Theodore’s face grew red, but he smiled broadly and called out for the whole room to hear, “Daughter, have you so lost faith in your own father’s ability to know what is best for you?”

“I trust you to do what you deem necessary to remake Aachen in your image. At first I thought you did this to save me, but I detect a hunger in your eyes that I failed to see there before. But it has always been there, has it not? You crave power, and you intend to use these men to give you that power at any cost.”

“Silence, girl! You will not speak to me in this manner, here or anywhere! I am your father, and you will respect my wishes!” Theodore’s rage was growing, and Cassandra knew she was putting herself in danger. Somehow, the words wouldn’t stop coming out of her mouth.

“No!” she retorted. “You are not King of Aachen yet, father! Your only concern is that Aachen should see you as its new protector and leader. You seek to drive out Martin and any man who will stand by him, because they uphold the laws that protect us. Laws that keep you from controlling this land. Martin has never been anything but a loyal and trusted servant of the people of Aachen. You claim to do all of this for Aachen, and for me, but I can see what you are really doing here.”

She turned to the people of the room and cried out, “Can you not see what he is doing? Do you not understand that he will destroy everything you hold dear, all so that he can hold sway in these lands and place himself above you all, above any who would keep him from ruling here? You must see it! You must stop this before death comes to us all!”

Amelia hissed from behind her, but already, a few of the townsmen had risen from their seats at Theodore’s gesture. Cassandra started to run, but Jakob was standing nearby and caught her up in his bony arms. His strength surprised her, even as the chilling smile on his face filled her with revulsion and fear. As the men took hold of her and dragged her toward her father, Theodore quietly commanded, “Take her up to my office and lock her in tight. We cannot have her betraying our cause by warning Martin before the deed is done. He might yet find some way to ruin everything.”

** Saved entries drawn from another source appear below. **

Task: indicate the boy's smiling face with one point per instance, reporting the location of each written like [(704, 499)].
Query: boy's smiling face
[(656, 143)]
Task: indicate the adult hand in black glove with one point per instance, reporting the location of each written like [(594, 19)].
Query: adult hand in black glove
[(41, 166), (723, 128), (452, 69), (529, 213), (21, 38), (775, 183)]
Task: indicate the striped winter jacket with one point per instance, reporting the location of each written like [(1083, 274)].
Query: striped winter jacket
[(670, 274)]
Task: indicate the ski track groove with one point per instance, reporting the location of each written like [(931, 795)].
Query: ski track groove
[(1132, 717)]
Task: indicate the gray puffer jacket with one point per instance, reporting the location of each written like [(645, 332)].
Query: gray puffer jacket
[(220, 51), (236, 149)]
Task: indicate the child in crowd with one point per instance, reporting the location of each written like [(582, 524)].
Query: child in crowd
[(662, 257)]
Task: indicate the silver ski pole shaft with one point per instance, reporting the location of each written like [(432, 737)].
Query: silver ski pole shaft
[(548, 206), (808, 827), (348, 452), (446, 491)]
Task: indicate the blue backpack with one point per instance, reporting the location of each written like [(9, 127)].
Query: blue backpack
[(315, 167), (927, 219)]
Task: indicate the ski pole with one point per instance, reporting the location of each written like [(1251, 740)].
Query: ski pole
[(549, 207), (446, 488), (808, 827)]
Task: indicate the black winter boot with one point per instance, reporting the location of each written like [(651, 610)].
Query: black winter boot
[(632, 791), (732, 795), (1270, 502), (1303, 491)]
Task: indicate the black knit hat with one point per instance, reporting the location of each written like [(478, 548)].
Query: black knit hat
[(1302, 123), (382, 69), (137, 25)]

The room was abuzz with the hushed voices of upset men and women, as her father’s men carried Cassandra’s flailing body up the stairs along the far side of the tavern. She cried out to Leanna, but the girl had already disappeared into the kitchen and out the back door into the night. Theodore ordered Jakob and a couple of other men to find the girl, but it was dark in the streets of Aachen, and they didn’t know where the girl had gone. Tense moments passed while Theodore called the room to order, but after searching up and down all of the main streets, the men returned to report that they knew not where the girl had gone.

“She has probably gone to warn Martin. If he is fool enough to come here and try to stop us, I will deal with him,” Theodore replied plainly. “Go wait for her outside of Martin’s room at the Widow’s place. If he is not there, she will soon give up waiting and return to free Cassandra. Stay out of sight and bring her to me when she does. If Martin is with her, let them both come, but follow behind. Soon the girl will join my daughter upstairs, and Martin will join his forebears underground.”